Interdisciplinary workshop at the 2016 meeting of the Ecological Society of America
Sunday, August 7th, 2016 in Fort Lauderdale, Florida.
Powerful genetic & genomic tools enabled the realization that all organisms shed molecular traces of their presence into their environment. In ecology, use of extraorganismal “environmental DNA” (eDNA) gained prominence for detecting rare species. However, diverse disciplines also use and study extraorganismal DNA, including microbiology, fecal pollution tracking, forensics, hydrology, geology, and environmental biosafety.
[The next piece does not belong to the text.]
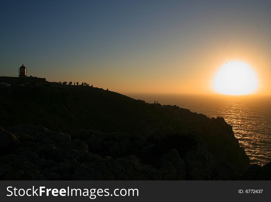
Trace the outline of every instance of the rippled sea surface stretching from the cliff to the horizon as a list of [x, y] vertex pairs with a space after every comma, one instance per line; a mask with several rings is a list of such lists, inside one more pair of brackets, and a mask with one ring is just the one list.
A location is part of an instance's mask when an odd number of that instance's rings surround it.
[[224, 117], [249, 156], [250, 163], [271, 161], [271, 97], [129, 94], [134, 99], [177, 105], [207, 117]]

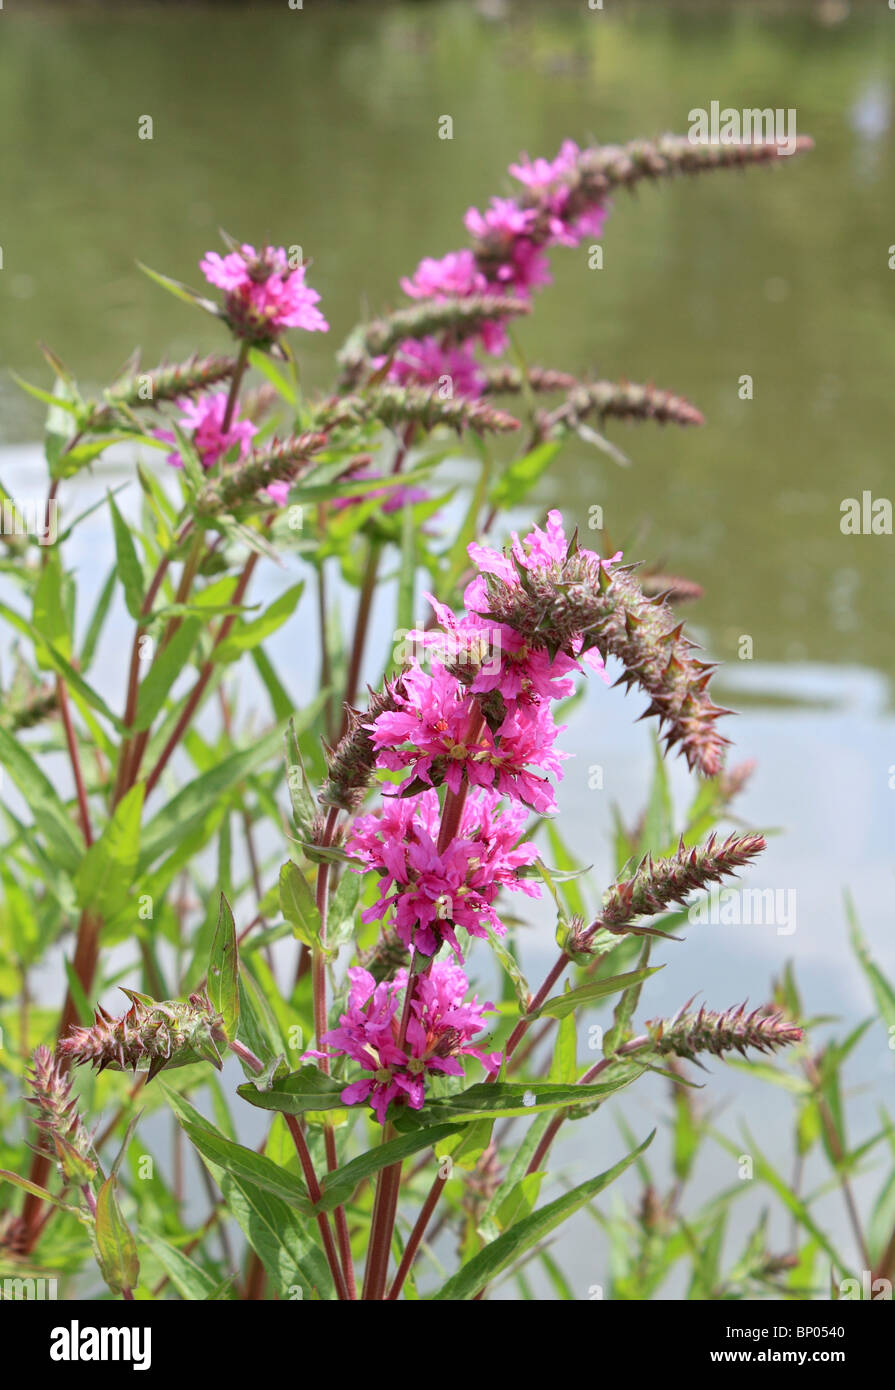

Despite methodological overlap between disciplines, interdisciplinary discourse has been limited. Thus, practitioners risk overlooking useful data and models, or worse, wasting resources on duplicative research.
In a recent open-access paper Cameron Turner and Matthew A. Barnes introduced the phrase "ecology of eDNA" to encapsulate the origin, state, transport, and fate of extraorganismal DNA-bearing matter. Understanding these properties and processes is critical for the rapidly- growing use of eDNA to infer organism presence/absence in our primary disciplines of ecology & conservation. Building on the relevant research from other disciplines using extraorganismal DNA will undoubtedly benefit these disciplines, but we believe value can also go both ways.